# STEROIDS FORUM > IGF-1 LR3, HGH, and INSULIN QUESTIONS >  Serotropin

## BAMBAM2385

Any have any feedback on this brand? Comes 20iu's per vial

There's been some bs on other forums about it feedback seems to be up and down and wanted to see what you guys had to say about it.

----------


## alextg

I dont know anything about that hgh , but was looking at the net and some forums and some ppl claimed its fake.Not only from the stats of the company a so called representative of the company inside the forum appeared (like the actual company has a PO Box as an address etc) but from their webpage itself and some things that doesnt go together ...

To be sure i'd stay away from it and find something more certain to be not fake ... Thats only my opinion.Hope i helped
Good luck

----------


## Govaga

What about this brand, is this familar to anyone?

----------


## alextg

you're asking if jins are familiar ? Yes they are very well known.But i dont know if the ones u have are legit cause i think the factory stopped exporting long time now ... Someone else might be more familiar about jins ..

----------


## Govaga

Thanks.... I'll do a little more research. Can you recommend the appropriate area to post?

----------


## dback

so what is the verdict on the serotropin? gtg?

----------


## alextg

if ur asking me , i wouldnt get it ... i prefer getting something with many good feedbacks ...

----------


## petethemanc

> What about this brand, is this familar to anyone?



Jins are very good, but im afraid the ones you have are counterfeit my friend. Mine are all sealed with anti counterfeit codes. Did your source tell you that a Gensci engineer left and his making his own?

----------


## HIITB$

bump on this, anyone know anything else about serotropin be good or bad? I ordered some Blues from source and got these instead. 5-20iu bottle. Not even sure if it's worth running or not  :Frown:

----------


## HIITB$

last bump but if anyone has anything good or bad to say about these id like to hear it  :7up:

----------


## 2gethuge

Any one out there try these? I have some on the way and would like to hear what others think of them.

----------


## BigBilly

I have been using them for a while they are legit and best price out there right now. Lots of feedback on thesourcecheck.com about them. They have other shit to like igf but havent used that.

----------


## 2gethuge

Bump for some more feedback.

----------


## lovbyts

> I have been using them for a while they are legit and best price out there right now. Lots of feedback on thesourcecheck.com about them. They have other shit to like igf but havent used that.
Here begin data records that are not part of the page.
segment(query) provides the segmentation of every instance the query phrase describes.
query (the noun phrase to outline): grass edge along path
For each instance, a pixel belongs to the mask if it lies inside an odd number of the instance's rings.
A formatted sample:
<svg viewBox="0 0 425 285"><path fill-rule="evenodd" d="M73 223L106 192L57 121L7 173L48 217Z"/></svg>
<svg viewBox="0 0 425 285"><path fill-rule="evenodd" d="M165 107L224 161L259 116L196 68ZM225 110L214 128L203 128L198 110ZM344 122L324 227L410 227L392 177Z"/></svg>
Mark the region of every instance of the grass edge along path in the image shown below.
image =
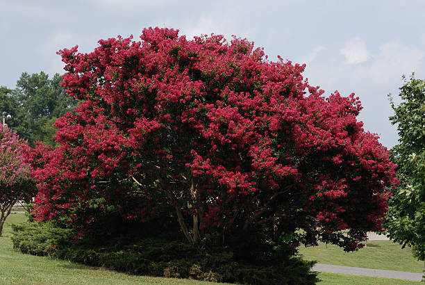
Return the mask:
<svg viewBox="0 0 425 285"><path fill-rule="evenodd" d="M299 247L299 253L306 260L315 260L317 263L384 270L405 271L423 273L424 261L412 256L408 247L391 241L371 241L367 247L353 252L345 252L333 245L320 243L315 247Z"/></svg>
<svg viewBox="0 0 425 285"><path fill-rule="evenodd" d="M190 279L128 275L92 268L67 261L23 254L12 248L10 223L23 222L24 213L8 218L3 237L0 238L0 284L218 284ZM420 284L421 282L367 276L319 272L319 284ZM220 284L224 284L223 283Z"/></svg>
<svg viewBox="0 0 425 285"><path fill-rule="evenodd" d="M313 270L327 272L331 273L346 274L350 275L362 275L374 277L399 279L410 281L422 281L422 273L415 273L406 271L383 270L381 269L361 268L335 266L333 264L317 263L313 266Z"/></svg>
<svg viewBox="0 0 425 285"><path fill-rule="evenodd" d="M347 274L319 272L319 278L322 280L317 284L356 284L356 285L420 285L420 281L402 280L370 276L350 275Z"/></svg>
Looks like someone is promoting the source check to me... One post and other first or 2nd time posters. yeah we ill jump on the band wagon.  :Aajack:

----------


## HIITB$

> Looks like someone is promoting the source check to me... One post and other first or 2nd time posters. yeah we ill jump on the band wagon.



Maybe he is but i still wish i knew if there was a lot of feedback about them over there or not LOL

----------


## HIITB$

shameless bump

----------


## Barch

I haven't used the Serotropins, but there is a site where there's a lot of good feedback on them..

----------


## ciscoccie

This is sold in Canada, I know somebody who used it with good results

----------


## 2gethuge

Any more feedback?

----------


## ezlimitz

there is another site where there are a lot of pos comments...let me know what you think if you get them...

----------


## Z0SIKS

I am using the red box serotropin....Having good results after 4 months, had the china kind with no results......Lost about 4% bf and getting huge pumps with slight hand numbness, tell-tale signs of good GH.....Just my 2 cents.

----------